In 2007, Curtis produced a series of programmes called The Trap — What Happened to our Dream of Freedom for the BBC Two Television Network.
The series includes contributing interviews with a number of economists, writers, psychiatrists, philosophers, and political scientists.
These include John Nash, Friedrich von Hayek, Isaiah Berlin, Jean-Paul Sartre, Alain Enthoven, Alexander Haig, and Madsen Pirie.
The videos incorporate newsreel footage from the Cold War decades, the Reagan-Thatcher Eras, and the 1990s and 2000s. It does so to dramatic effect, mixing soundtrack music from various movies particularly, movies by John Carpenter. It also makes use of dramatic typeface in the titles of segments. One critic has even suggested that Curtis' work is "propagandist", presumably because of his employment of the dramatic typefaces and music found in his films.
The series seeks to shed some light on the sense of entrapment, ensnarement, imprisonment that many people seem to have in this day and age. The modern dilemma -- all this freedom, and yet, millions of Americans are being treated for depression. Millions are obese. Millions of people report having feelings of purposelessness. And so on. Some people attribute these feelings to a number of causes, including technology, urban over-population, widening generation gaps, divisive politics, increasing economic class disparity, etc.
According to Curtis, all of these explanations can be seen as symptoms of a greater problem -- the notion that our freedom is defined by the pursuit of our desires.
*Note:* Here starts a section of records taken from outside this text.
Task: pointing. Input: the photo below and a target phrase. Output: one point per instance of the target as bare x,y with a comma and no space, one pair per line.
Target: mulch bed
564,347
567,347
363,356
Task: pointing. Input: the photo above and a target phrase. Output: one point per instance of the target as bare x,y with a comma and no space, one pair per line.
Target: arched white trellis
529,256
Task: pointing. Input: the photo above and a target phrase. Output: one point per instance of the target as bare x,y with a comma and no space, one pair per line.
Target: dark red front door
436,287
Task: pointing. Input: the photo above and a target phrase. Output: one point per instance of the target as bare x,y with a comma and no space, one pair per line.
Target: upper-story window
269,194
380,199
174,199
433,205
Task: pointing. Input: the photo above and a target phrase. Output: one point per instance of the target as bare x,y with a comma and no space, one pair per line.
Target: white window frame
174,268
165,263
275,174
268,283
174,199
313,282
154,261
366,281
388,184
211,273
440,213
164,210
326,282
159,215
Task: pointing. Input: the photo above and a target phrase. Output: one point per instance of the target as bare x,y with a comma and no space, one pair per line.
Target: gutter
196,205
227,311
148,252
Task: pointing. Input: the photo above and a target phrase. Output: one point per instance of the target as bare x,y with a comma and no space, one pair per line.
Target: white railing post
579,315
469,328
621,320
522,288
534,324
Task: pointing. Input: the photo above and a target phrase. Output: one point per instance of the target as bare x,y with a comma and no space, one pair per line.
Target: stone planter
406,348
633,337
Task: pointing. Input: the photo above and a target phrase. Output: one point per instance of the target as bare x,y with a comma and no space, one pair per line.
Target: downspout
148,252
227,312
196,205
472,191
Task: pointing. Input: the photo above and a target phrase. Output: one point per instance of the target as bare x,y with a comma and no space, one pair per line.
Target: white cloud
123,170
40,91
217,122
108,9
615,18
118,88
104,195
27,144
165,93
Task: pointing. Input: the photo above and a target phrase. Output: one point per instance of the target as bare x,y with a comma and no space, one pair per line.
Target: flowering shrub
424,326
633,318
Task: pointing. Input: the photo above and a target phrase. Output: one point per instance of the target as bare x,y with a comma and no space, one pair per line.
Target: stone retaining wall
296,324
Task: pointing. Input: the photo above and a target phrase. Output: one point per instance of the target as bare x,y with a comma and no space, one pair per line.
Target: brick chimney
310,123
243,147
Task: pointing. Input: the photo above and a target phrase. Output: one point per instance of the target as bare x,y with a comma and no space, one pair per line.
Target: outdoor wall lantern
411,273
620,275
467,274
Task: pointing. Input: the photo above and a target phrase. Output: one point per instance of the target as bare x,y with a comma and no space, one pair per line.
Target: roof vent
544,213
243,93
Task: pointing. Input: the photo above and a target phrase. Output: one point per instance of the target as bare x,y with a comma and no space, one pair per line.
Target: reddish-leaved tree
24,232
Curtis explains how out of the nuclear strategies of the cold war, along with a fundamental shift of academic psychiatry into empiricism, the notion was formed that the individual -- as modeled by the economic theories of John Nash and adapted by military strategists -- is nothing more than a self-interested autonomous desire-fulfilling machine. This notion became the pivot for a new political revolution that supplants the old methods of societal control with a sort of irrevocable auto-pilot.
He goes on to demonstrate how this model became a self-fulfilling prophesy through the feedback reinforcement of modern marketing, media, and a corporatist-warped version of democratic politics -- ultimately trapping our society in ever more rigid and stratified constraints imposed presumably without explicit intention by not only our leaders, but by our own collective decisions and actions.
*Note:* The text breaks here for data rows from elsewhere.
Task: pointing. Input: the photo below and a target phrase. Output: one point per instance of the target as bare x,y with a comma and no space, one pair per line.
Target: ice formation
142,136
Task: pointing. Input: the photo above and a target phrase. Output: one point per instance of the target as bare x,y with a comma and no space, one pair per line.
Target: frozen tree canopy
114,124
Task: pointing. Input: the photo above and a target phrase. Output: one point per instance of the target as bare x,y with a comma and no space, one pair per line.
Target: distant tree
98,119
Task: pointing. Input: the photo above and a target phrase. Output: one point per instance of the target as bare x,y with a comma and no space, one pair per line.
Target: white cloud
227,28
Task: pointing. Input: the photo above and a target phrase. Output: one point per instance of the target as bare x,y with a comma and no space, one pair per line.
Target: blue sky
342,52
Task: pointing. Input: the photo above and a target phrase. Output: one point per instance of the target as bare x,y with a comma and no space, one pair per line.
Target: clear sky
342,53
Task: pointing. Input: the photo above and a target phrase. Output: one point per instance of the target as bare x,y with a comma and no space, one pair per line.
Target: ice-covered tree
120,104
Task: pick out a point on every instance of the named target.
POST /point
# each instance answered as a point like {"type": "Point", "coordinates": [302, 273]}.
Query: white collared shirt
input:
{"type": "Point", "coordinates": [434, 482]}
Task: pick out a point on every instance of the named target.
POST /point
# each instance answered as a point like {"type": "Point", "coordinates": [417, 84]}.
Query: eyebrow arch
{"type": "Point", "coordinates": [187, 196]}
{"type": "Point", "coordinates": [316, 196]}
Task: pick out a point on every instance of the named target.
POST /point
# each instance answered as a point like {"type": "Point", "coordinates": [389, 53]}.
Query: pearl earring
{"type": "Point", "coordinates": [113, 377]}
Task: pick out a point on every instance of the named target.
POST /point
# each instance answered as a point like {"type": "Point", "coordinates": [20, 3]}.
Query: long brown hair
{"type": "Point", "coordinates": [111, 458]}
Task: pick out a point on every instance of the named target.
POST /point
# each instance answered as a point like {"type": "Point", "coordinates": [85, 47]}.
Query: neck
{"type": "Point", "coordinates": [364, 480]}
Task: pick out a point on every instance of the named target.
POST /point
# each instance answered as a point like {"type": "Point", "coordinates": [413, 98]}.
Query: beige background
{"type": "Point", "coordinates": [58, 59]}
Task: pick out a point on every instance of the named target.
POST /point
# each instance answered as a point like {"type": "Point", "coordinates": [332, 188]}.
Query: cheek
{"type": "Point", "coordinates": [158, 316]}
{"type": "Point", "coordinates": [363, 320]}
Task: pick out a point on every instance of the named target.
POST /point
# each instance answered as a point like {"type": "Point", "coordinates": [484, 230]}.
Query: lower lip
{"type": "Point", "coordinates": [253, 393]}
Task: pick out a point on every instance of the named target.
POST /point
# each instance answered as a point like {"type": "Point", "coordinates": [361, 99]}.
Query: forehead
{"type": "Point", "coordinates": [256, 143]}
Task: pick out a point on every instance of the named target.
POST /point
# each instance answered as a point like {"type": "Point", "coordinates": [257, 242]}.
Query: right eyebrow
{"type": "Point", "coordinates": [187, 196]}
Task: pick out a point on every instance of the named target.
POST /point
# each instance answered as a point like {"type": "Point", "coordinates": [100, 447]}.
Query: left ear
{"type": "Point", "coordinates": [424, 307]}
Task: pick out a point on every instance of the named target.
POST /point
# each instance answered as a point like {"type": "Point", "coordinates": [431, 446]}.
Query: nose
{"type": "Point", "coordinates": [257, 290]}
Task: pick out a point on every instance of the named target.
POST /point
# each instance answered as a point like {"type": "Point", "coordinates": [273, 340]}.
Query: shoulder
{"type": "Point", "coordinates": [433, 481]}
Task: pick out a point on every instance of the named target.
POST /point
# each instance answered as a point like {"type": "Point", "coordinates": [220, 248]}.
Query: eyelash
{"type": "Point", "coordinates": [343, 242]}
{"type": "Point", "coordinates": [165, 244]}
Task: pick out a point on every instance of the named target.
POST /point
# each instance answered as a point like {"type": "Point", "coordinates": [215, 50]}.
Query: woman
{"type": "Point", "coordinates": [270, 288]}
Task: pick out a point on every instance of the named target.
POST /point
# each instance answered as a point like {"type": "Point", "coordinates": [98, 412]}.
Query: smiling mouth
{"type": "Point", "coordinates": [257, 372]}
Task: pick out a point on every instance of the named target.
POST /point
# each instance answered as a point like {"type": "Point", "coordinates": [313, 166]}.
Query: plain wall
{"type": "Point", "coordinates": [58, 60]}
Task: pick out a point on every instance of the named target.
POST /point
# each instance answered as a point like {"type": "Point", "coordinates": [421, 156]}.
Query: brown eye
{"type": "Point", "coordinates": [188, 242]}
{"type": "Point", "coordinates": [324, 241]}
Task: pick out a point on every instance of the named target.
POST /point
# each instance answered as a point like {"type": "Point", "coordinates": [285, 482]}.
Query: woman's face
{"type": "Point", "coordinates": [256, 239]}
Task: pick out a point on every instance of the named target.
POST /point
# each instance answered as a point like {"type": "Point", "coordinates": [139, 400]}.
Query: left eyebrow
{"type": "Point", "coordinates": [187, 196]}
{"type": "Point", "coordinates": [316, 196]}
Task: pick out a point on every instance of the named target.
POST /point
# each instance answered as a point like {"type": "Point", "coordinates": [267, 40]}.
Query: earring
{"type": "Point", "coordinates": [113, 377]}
It's a remarkably in-depth attempt to analyze and explain the historical context of our modern dilemma. I like this series because it has multiple facets, and ties in many seemingly separate threads in our recent history to make a somewhat coherent whole.
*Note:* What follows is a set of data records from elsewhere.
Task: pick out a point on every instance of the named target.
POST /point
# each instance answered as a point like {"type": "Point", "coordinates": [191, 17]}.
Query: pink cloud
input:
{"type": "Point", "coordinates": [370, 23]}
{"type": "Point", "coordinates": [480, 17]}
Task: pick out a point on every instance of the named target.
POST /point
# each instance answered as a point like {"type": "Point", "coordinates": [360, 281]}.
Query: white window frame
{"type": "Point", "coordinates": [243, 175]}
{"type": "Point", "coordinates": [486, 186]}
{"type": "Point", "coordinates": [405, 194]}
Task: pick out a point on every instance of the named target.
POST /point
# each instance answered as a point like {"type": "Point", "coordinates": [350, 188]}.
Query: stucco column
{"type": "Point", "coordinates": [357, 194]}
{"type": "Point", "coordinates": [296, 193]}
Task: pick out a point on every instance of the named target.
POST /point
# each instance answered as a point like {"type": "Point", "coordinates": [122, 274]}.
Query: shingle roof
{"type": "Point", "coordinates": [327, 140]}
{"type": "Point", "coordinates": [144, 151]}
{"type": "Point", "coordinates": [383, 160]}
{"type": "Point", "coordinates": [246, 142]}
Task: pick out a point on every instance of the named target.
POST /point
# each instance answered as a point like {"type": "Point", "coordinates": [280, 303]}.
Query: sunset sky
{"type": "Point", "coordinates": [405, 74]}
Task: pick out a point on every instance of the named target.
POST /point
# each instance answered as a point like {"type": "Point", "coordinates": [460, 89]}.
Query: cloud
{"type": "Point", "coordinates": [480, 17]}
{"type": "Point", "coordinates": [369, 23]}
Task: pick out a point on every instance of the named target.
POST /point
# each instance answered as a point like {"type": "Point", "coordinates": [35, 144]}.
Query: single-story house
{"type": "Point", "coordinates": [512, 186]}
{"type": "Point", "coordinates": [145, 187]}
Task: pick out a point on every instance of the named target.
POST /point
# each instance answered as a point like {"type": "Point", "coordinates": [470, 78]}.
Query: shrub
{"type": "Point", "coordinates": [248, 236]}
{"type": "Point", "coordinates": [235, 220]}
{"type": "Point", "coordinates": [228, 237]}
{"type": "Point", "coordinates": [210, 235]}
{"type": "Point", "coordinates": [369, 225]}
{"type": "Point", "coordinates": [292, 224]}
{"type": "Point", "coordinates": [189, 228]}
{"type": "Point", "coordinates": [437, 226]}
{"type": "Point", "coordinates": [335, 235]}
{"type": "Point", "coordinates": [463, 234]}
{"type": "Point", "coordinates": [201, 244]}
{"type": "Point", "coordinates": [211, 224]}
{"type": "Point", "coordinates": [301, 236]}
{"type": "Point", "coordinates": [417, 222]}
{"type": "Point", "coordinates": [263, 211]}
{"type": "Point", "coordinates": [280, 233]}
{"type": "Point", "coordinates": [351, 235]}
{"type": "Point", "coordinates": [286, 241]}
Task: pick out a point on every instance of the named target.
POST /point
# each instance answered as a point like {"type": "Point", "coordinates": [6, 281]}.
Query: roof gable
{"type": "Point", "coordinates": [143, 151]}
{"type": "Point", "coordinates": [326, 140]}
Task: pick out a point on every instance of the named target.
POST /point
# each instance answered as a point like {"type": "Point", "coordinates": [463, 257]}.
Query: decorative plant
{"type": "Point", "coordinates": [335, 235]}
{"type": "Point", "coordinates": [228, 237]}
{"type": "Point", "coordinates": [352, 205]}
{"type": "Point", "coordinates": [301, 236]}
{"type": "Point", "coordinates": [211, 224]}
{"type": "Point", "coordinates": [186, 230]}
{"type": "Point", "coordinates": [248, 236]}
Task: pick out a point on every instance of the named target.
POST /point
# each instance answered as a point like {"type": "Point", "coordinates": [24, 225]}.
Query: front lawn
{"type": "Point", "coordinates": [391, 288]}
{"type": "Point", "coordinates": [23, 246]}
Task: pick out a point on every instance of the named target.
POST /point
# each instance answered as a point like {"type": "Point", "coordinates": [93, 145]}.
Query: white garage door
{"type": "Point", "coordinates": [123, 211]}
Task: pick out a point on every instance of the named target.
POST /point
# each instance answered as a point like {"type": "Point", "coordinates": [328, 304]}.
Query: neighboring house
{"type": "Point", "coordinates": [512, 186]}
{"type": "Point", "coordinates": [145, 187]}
It explains many things, including this paper on economic class disparity by Piketty and Saez.
Our national credit ponzi scheme since 2000? Just a symptom of this sort of thinking on Ayn Rand steroids (and by that I mean to say, the Randian market stimulant/intoxicant/performance enhancer known as Alan Greenspan).
I find it interesting that in Curtis' worldview, Reaganism and Thatcherism are just outgrowths of the deeper set of perverted ideas about what actually makes up a human being.